What is automation
A colleague asked me if I could give them an overview of automation. It is something we do sometimes without thinking too much about it.
Think about Lean Enterprise. It is all about making things more efficient.
A concrete example
Technical staff like me can apply this principle to what we do daily. Here is a simple example of what might have to be done to deploy an imaginary application.
- Download the installer
- Run the installer
- Write configuration
- Write configuration
- Edit configuration
Anyone could do this, but if they had to do it 20 times, how many times would they make a mistake? An interruption would come and they would forget something! Someone would notice a problem, and raise a helpdesk call. Eventually the system would get fixed, but how much time would have been wasted?
A Naive Solution
There are easy ways to improve the process.
- Download the installer and put it on a shared area
- Have copies of the configuration file in a shared area so they don’t have to be manually typed in
- Use the installers silent mode. Have a response file in the shared area
- Write a script to edit
- Tie it all together with a script
This looks good, it works well and saves a lot of time. If an install is required, just run the script and it is done perfectly. There is never a need for helpdesk calls because someone has been interrupted. This is a massive saving.
But then there are non standard cases. What should the script do if the installer is already run? Should it run it again? Probably not. What if the files already exist? It should probably check they are correct. How does the script log in if it needs to be run on another computer?
Real world problems are often more difficult, and often involve
- Running several installers one after the other on a number of VMs
- Copying hundreds of files to dozens directories
- Editing hundreds of lines in dozens of files
- Creating configuration files that are identical apart from a couple of things (e.g. hostnames and port numbers)
- Fixing a bug in the middle of the script, and running just that step, or from that step onwards
Scripts written in general purpose languages tend to become difficult to maintain especially as things change over time.
Dealing with passwords is a difficult problem. An application often needs a username and password to access a database for example. How do we securely store and copy these passwords without them ending up in shared code repositories?
Another issue is where systems are built in different ways. To save pennies, every system uses the bare minimum of resources, meaning no two systems are quite the same.
A Better Solution
These types of problems are what some specific languages were developed to solve. Languages like Ansible were developed to allow the problem to be broken down into chunks. For example:
- This is how we create the response file and run the installer.
- This is our custom configuration.
Breaking the problem into chunks makes the code more maintainable - easier to understand and test. Ansible has a templating language - Jinja2 which can be used to ensure files are identical apart from the things that should be different.
Another thing Ansible does is tries to define what the end state should be. Asking Ansible
run the installer, risks making a mess if it has already been run. Instead
Ansible encourages the user to ask
Ensure the installer has been run.

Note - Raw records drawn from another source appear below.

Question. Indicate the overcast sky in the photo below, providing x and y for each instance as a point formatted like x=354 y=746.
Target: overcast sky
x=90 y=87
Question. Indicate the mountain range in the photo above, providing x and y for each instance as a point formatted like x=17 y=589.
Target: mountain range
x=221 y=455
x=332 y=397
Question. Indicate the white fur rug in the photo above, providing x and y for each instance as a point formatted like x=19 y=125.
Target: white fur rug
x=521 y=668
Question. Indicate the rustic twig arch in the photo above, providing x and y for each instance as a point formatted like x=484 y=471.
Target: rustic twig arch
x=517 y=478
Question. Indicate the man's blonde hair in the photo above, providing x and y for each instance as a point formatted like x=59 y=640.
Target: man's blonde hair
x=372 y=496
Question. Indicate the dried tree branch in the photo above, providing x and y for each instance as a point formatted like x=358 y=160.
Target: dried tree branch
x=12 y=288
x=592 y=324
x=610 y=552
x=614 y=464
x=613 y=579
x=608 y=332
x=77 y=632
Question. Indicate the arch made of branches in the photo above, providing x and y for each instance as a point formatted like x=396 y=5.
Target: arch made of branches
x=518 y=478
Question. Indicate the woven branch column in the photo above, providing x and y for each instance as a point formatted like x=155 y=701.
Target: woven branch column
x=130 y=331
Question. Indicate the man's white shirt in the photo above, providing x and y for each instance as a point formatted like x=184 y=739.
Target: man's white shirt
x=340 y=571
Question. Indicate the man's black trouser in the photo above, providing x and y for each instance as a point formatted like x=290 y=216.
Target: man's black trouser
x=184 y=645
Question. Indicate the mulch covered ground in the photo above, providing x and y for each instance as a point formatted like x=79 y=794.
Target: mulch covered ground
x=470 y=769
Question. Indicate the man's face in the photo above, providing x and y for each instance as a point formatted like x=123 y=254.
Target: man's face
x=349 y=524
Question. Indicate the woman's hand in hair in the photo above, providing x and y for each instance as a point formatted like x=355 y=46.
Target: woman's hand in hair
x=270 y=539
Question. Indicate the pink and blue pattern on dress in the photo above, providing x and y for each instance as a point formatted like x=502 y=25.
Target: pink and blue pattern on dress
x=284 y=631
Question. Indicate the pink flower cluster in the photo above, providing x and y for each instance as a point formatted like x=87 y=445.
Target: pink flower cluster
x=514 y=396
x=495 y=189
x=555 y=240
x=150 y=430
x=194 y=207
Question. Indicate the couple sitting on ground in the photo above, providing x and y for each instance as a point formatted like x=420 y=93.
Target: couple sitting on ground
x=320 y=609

Typically we
check if a file created by the installer exists, e.g. the main executable.
Now if an deployment stops half way though, or you forget whether you ran the install, it can
safely be rerun from the start to make sure the system is in the right state. Or if something has changed
in the requirements for the deployment, and this has been reflected in the Ansible code
(Playbooks) the whole install can be run. Ansible will make sure everything is in the correct
Different build cases are dealt with by reducing their number as much as possible. Do we really need to save 20M of RAM? How much does that cost us? And how much does it cost to maintain this difference in an automated build tool? There should be two or three configurations supported by the tool, and these should be used everywhere.
What About Other Work?
Instead of getting a user to work a web browser, a program like Selenium can do it. A language like Gherkin used by the Cucumber tool, the tester can break the problem into chunks, just like Ansible. Also some of these chunks can get used a lot. How many tests start with a user logging in for example?
About 8 times a year we have planned releases, but they are actually much more frequent because of bug fixes being delivered.
- a developer will release the code
- a functional analyst will check it works
- a DBA is sometimes required to refresh the cache or deploy files
A 2 hour release can take 6 hours effort in this way. If this were all automated, not only would it be quicker, but there would be fewer errors. Sometimes code that passed testing is not correctly delivered, meaning the users don’t get the benefit or even breaking functionality. An automated release process that is identical in test and production will mean this type of error can’t occur. It will also save a lot of time over the year.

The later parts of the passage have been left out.